The Purdue Polytechnic High School aims to address what Superintendent Lewis Ferebee called a “dearth” of high-quality high school options in Indianapolis, and it also is intended to help more of those students attend universities like Purdue, which hopes to increase the number of enrollees who are first-generation college students and disproportionally-represented minorities like African American and Hispanic students.

According to Purdue, among the 48,000 Indiana high school graduates in 2014 who took the SAT, only 101 African Americans and 156 Hispanic students had SAT scores and GPAs in the range of the average Purdue freshman.

There are more than 1,100 seniors at IPS, but Daniels said just 26 were qualified and admitted to attend Purdue. He said just 12 of those showed up for classes on the first day.
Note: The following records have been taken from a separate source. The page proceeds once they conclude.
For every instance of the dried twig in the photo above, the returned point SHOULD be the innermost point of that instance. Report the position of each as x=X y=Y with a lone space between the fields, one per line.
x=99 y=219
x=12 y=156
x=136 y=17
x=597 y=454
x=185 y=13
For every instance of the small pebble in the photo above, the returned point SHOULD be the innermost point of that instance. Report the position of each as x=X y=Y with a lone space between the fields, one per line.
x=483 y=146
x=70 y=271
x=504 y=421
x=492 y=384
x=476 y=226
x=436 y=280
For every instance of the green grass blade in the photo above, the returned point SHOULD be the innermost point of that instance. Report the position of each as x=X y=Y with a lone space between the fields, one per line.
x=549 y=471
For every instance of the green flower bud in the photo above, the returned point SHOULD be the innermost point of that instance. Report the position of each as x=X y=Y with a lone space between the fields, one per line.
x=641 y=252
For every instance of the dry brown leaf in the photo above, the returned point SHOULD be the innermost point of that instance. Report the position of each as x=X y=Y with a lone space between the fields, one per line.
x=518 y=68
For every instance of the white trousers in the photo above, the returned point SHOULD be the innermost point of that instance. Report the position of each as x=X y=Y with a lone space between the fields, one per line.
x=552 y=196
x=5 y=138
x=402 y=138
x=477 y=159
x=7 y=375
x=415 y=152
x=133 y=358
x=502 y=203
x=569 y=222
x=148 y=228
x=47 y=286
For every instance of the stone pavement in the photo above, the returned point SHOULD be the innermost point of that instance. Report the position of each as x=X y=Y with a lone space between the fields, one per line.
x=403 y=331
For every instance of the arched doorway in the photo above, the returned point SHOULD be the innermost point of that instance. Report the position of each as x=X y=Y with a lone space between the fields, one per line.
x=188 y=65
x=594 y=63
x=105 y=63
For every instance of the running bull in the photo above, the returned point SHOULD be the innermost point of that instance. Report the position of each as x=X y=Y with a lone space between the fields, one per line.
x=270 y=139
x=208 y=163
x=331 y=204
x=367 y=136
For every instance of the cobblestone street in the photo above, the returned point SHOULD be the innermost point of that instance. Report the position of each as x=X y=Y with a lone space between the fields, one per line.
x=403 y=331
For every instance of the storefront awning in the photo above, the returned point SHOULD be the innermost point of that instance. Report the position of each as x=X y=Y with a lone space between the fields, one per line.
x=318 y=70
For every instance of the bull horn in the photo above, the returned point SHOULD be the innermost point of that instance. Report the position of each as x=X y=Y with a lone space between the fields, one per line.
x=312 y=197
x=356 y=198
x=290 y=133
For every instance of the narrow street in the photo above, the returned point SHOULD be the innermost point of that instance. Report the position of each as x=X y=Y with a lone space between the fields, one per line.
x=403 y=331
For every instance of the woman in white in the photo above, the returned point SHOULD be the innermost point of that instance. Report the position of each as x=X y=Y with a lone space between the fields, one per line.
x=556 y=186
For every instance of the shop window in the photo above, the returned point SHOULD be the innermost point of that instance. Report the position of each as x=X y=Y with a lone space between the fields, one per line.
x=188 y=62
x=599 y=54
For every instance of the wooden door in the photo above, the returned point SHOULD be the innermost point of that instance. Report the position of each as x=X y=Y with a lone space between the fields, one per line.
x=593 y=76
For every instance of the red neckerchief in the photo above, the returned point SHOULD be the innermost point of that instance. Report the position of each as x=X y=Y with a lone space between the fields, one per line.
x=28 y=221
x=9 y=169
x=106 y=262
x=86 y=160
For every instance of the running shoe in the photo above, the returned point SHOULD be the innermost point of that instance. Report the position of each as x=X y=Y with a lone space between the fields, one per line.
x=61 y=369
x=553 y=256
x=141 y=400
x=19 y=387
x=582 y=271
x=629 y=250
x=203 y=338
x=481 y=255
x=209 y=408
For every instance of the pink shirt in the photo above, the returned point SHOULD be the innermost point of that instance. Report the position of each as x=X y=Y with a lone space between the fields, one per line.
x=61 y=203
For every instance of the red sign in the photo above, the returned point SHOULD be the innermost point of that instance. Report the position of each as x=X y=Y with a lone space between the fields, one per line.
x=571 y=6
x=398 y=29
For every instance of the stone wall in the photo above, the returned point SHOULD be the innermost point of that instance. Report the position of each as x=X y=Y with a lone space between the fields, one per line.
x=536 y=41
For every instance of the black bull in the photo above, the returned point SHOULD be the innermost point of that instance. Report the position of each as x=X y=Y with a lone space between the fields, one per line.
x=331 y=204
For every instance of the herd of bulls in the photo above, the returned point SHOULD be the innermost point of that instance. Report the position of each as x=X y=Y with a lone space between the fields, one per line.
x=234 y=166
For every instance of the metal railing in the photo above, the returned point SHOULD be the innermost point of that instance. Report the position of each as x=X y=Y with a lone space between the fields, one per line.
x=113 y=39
“We cannot be the university we aspire to be and are determined to be if we don’t do better than that in the single largest concentration of low-income and first generation students in our state,” Daniels said. “We hope to open a new pathway to Purdue or to some other great launching pad for life for more students here in Indianapolis.”

The school is considered a “innovation network school” with IPS, which means there will be a contractual relationship between the two. IPS will provide services such as transportation and food in return for counting the students as its own when it comes to accountability measures. The school will operate much like a charter school otherwise.

“With the expertise of Purdue’s faculty and research,” Ferebee said, "we have the opportunity to inspire students and unlock their limitless potential."